À la reine.
Madame,
Puisque les portes de votre palais s’ouvrent comme celles du jour à tout le monde, et que votre abord n’est pas plus difficile que celui des vertus, il faut que ma Dorinde suivant le destin de Madonte se donne encore à votre Majesté. Cette fille jalouse des félicités de sa sœur ne la peut voir à votre suite sans désirer sa gloire, et se fait croire qu’étant légitime comme elle, ses yeux auront la même force que les siens au milieu des lumières qui vous environnent. Quant à moi, j’ai trouvé cette passion si juste que pour les mettre en pareil avantage, j’ai passé sur tous les obstacles qui se sont opposés à mon dessein.

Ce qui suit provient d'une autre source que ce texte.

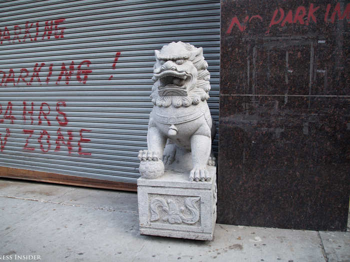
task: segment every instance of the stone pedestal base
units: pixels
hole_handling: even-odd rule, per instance
[[[212,240],[216,220],[216,167],[210,182],[190,182],[188,173],[166,170],[156,179],[138,179],[140,233]]]

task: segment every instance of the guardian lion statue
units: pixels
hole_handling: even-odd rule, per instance
[[[211,149],[216,129],[206,103],[210,73],[203,49],[172,42],[155,54],[150,95],[154,106],[148,149],[139,151],[140,173],[142,177],[156,178],[164,173],[164,165],[170,168],[189,161],[190,181],[209,181],[207,165],[215,165]]]

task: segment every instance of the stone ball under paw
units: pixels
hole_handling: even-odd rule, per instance
[[[164,164],[161,160],[142,161],[138,169],[144,178],[154,179],[164,174]]]

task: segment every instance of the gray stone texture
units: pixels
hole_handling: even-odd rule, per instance
[[[155,179],[138,180],[142,234],[212,240],[216,219],[216,168],[210,182],[190,181],[187,173],[166,171]]]

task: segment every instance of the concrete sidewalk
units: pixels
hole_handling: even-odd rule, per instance
[[[216,224],[214,241],[202,242],[140,236],[138,219],[136,193],[0,179],[0,259],[350,262],[348,231]]]

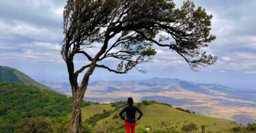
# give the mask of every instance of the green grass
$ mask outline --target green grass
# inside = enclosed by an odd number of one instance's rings
[[[72,99],[49,90],[18,83],[0,83],[0,132],[14,131],[16,124],[25,118],[41,117],[50,119],[55,132],[66,132],[71,113]],[[83,125],[92,128],[95,132],[124,132],[124,121],[118,116],[125,102],[110,104],[83,102],[82,117]],[[239,124],[228,120],[193,115],[175,109],[171,106],[158,102],[148,104],[135,104],[143,112],[137,121],[136,131],[147,132],[170,131],[172,128],[182,132],[184,125],[194,123],[199,129],[206,125],[207,132],[229,132]],[[138,115],[138,114],[137,114]],[[138,116],[137,116],[138,117]],[[91,125],[88,125],[91,121]]]
[[[36,82],[20,71],[7,66],[0,65],[0,82],[23,83],[24,84],[37,87],[40,89],[52,90]]]
[[[198,129],[200,129],[201,125],[206,125],[208,132],[228,132],[232,128],[239,125],[238,123],[228,120],[190,114],[159,104],[153,104],[149,106],[143,105],[141,108],[144,115],[141,119],[137,121],[136,131],[138,132],[145,131],[145,127],[150,127],[152,132],[160,130],[168,131],[171,128],[177,132],[182,132],[182,125],[191,122],[197,124]],[[113,118],[115,114],[118,114],[121,108],[114,112],[110,117],[98,121],[94,127],[94,130],[96,132],[106,132],[108,130],[109,132],[124,131],[123,121],[119,117]],[[195,131],[195,132],[199,131]]]
[[[87,106],[82,108],[82,119],[85,121],[89,117],[94,116],[96,114],[102,113],[105,110],[106,111],[115,109],[114,107],[110,104],[91,104]]]
[[[24,118],[43,117],[53,126],[71,111],[72,99],[18,83],[0,83],[0,132],[13,132]]]

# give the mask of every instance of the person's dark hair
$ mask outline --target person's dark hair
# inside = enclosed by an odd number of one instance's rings
[[[133,99],[132,98],[128,98],[128,99],[127,100],[127,103],[129,105],[132,105],[132,104],[133,104]]]

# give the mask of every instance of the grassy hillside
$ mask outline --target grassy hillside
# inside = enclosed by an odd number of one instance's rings
[[[140,121],[137,121],[136,130],[137,132],[182,132],[182,127],[190,123],[197,125],[198,130],[195,132],[199,132],[201,125],[205,125],[208,132],[227,132],[231,131],[232,128],[239,125],[233,121],[188,113],[162,104],[156,103],[148,106],[139,104],[139,106],[144,113],[144,115]],[[87,115],[87,113],[91,115],[89,108],[89,106],[85,107],[83,114]],[[96,124],[93,124],[94,130],[96,132],[124,132],[123,121],[118,116],[118,113],[122,108],[118,108],[115,110],[113,110],[109,116],[98,121]],[[96,113],[95,113],[95,114]],[[102,113],[102,114],[103,113]],[[83,118],[85,120],[87,117]],[[146,128],[148,128],[150,131],[147,132]]]
[[[48,119],[57,126],[71,111],[66,95],[18,83],[0,83],[0,132],[13,132],[25,118]]]
[[[23,128],[29,124],[46,132],[66,132],[70,119],[71,98],[18,83],[0,83],[0,132],[24,132]],[[110,104],[84,102],[84,131],[124,132],[123,121],[118,113],[125,104],[126,102]],[[239,126],[233,121],[188,113],[166,104],[142,102],[136,106],[144,113],[137,121],[137,132],[182,132],[182,127],[190,123],[195,123],[197,128],[194,132],[199,132],[202,125],[206,126],[207,132],[227,132]],[[146,131],[146,128],[150,131]]]
[[[41,89],[51,89],[16,69],[0,65],[0,82],[23,83]]]

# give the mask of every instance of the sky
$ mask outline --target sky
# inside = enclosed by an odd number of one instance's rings
[[[174,1],[176,8],[182,5],[182,1]],[[91,81],[163,77],[256,89],[256,1],[193,1],[214,16],[211,33],[217,38],[208,50],[218,57],[214,65],[195,72],[173,51],[157,48],[151,62],[138,66],[146,74],[132,70],[121,75],[96,69]],[[66,81],[60,54],[65,4],[65,0],[0,1],[0,65],[16,68],[39,81]],[[76,68],[87,62],[80,57]]]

Il est vrai, Madame, qu’à l’exemple des Anciens qui faisaient les images de leurs dieux d’un bois incorruptible, il ne faudrait présenter à votre Majesté que des ouvrages immortels, et lorsque l’on vous donne des louanges, on a de trop basses pensées si l’on a de moindres objets que celui de l’éternité. Tous les hommes n’ont pas appris l’art de toucher le feu sans se brûler ; il faut de grands secrets pour manier la pourpre, et l’on fait un mystère de travailler après une couleur qui doit servir à l’ornement des rois. Aussi tous ne sont pas capables d’écrire à l’honneur d’une reine qui sert de règle à toutes les plus belles âmes de la cour, et qui peut conter autant de miracles qu’elle a fait d’actions. Mais quoi, Madame, outre les grandes inclinations que j’ai de la nature à votre service, cette puissance même à qui vous obéissez m’oblige de ne plus penser à la postérité que pour parler à votre avantage ; ma bouche ne saurait parler que des grandeurs de votre nom. Et quoiqu’on puisse dire de mes vanités, il faut que tous mes fruits ainsi que la grenade soient dessous la couronne, et que je trouve enfin l’occasion de me faire avouer par les effets,
Madame,
De votre Majesté,
Le très humble, très obéissant et très fidèle sujet et serviteur,
Auvray.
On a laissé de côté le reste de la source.